Die zwei Hylianer standen erstaunt und teilweise bedrückt in dem Raum, nichts ließ vermuten, dass gerade ein sehr machtvolles Wesen hier gewesen war. Als wäre diese Gottheit nie hier gewesen.
„Was ist das... ich fühle mich irgendwie wahnsinnig traurig, obwohl ich den Grund nicht kenne“, sagte Link. Zelda musste es ähnlich ergehen, da sie ein Taschentuch herauskramte und damit über ihre Augen wischte. Diese Gefühle des Mitleids, der Trauer, die eigentlich keinen Ursprung hatten, ließen vermuten wie ernst die Sache war und das jenes Geschöpf, so ungewöhnlich es auch erschien, Spuren in den Herzen der beiden Hylianer hinterließ. Als ob es ihnen die Fähigkeit geschenkt hätte, traurig zu sein...
Zelda wischte sich ihre restlichen Tränen weg und meinte: „Sie hat mir vorhin gezeigt, was Ganondorf getan hat, nachdem das Siegel in Hyrule nicht mehr hielt, nachdem alles verblasst ist.“ Sie setzte sich auf den Boden und lehnte sich an die kalte Steinmauer. Link folgte ihrem Beispiel und hörte aufmerksam zu.
„Ganondorf hat mit seiner dunklen Macht, die ständig gewachsen ist, es geschafft, die Götter Hyrules zu... zu verbannen. Sie haben sich ihm in den Weg gestellt, als eine letzte Hürde, sich in einer neuen Welt, deiner Welt, breit zumachen. Sie haben... versagt. Sie verloren den Kampf gegen Ganondorf.“ Zelda blickte zu ihm, aber Link starrte nur leer in den Raum. Ganon hatte die Götter geschlagen? Wie zum Teufel sollte er ihn dann besiegen können?
„Ich habe gesehen, was er mit ihnen gemacht hat, wie er sie entstellt und gefoltert hat.“ Sie lehnte ihren Kopf auf ihre Arme und setzte leise hinzu: „Er hat ihnen alles genommen, was sie geliebt haben, sogar ihre Freiheit.
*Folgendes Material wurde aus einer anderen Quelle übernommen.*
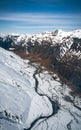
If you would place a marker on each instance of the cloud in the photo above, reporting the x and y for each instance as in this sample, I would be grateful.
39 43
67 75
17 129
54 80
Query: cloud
37 18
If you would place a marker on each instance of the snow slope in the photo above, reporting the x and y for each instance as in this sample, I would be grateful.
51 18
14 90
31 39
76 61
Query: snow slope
19 103
28 97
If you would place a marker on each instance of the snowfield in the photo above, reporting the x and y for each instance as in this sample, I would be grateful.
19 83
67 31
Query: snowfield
33 99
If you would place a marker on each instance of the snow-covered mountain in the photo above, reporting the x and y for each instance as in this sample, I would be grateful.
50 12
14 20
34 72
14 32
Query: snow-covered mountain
63 49
33 99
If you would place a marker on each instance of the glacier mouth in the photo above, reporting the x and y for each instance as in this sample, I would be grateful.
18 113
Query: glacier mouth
31 98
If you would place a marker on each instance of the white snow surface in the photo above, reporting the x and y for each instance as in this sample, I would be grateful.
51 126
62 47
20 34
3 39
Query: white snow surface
20 105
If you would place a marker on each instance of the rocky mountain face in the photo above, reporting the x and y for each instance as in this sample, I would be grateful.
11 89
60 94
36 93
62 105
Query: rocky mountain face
62 49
Deshalb sehen diese Wesen wie Untiere aus, deshalb besitzen sie krumme Beine, schiefe Proportionen und überall diese Wunden... Sie hat mir alles gezeigt, was er ihnen angetan hat, Link. Es war... schrecklich...“
Er kniete nieder und legte seine Hände einfühlsam auf ihre Arme. „Zelda... bitte denk’ jetzt nicht mehr an diese Bilder... sie belasten dich nur unnötig.“ Er zerrte sie auf ihre Beine. „Wenn der Kampf naht, Zelda, werden wir ihm beweisen, dass er nicht einfach so grausam mit den Geschöpfen Hyrules umspringen kann. Er wird dafür zahlen, das verspreche ich dir. Doch im Moment bringt es nichts, hier sinnlos herumzusitzen. Wir sollten uns auf den Weg machen.“ Er drehte sich um und lief auf eine Tür zu.
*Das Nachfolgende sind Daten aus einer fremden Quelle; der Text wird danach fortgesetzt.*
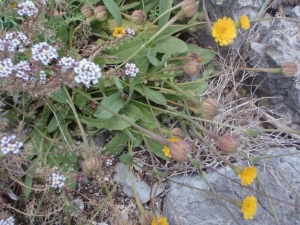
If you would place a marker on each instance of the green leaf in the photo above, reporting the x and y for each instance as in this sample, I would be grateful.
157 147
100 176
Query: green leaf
207 72
117 144
28 183
154 96
119 52
59 96
113 123
113 102
132 111
152 57
114 10
81 99
126 159
170 45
„Link... fürchtest du dich vor diesem Kampf?“
Er blieb wie angewurzelt im Raum stehen und hatte ihr den Rücken zugewendet. „Wenn selbst die Götter ihn nicht besiegen konnten, Zelda. Welche Chance, welche Hoffnung bleibt mir dann noch? Mit meinen jetzigen Fähigkeiten werde ich...“
„Hör’ auf“, fauchte sie, „Sag’ mir das nicht, bitte... bitte sag’ es nicht.“ Er drehte sich um und schaute ohne Zweifel, mit einem milden Blick in ihre Augen, doch er stoppte seine Worte nicht. „Ich werde versagen, Zelda, ich werde den Kampf nicht... überstehen...“ Sie ging auf ihn zu und wollte ihm eine Ohrfeige geben, aber er hielt sie davon ab und hielt ihre Hand fest.
„Nein, das wirst du“, platzte es aus ihr hervor. „Hör’ auf so zu reden, Link. Du...“ Sie brach ab und Tränen liefen ihre Wangen hinab.
„Es ist okay, Zelda“, murmelte er und nahm sie in seine Arme. „Ich sagte... mit meinen jetzigen Fähigkeiten. Vielleicht...“ Sie legte ihre Fingerspitzen auf seine Lippen. „Wie du sagtest, lass’ uns nicht mehr daran denken und weiterziehen.“ Sie lösten sich voneinander und machten sich auf den Weg.
Ganon hatte selbst alte Götter in das Elend geschickt, in das Verderben getrieben und sie zu seinen Sklaven gemacht. Welche Möglichkeiten einen Kampf gegen ihn zu überleben, blieb Link dann noch? Wie nur sollte er ihn besiegen, erst Recht ohne das Wissen, wie er früher gegen ihn gekämpft hatte. Es war nicht zu ändern, es war unumgänglich... Es war nicht zu ignorieren... dieser winzige Funken Hoffnung würde vielleicht nicht ausreichen...
Ein piepsiges Geschöpf hüpfte in der Kathedrale von Schicksalshort umher. Es kicherte und trat vor seinen Meister. „Hihih... er ist in Hyrule... hihih.“ Nur ein Satz und Ganondorf wusste, was zu tun war. Er stand auf, lachte heimtückisch in sich hinein und hob seine Arme in die Höhe. Link war in Hyrule... die Frage schien nur, wie lange noch.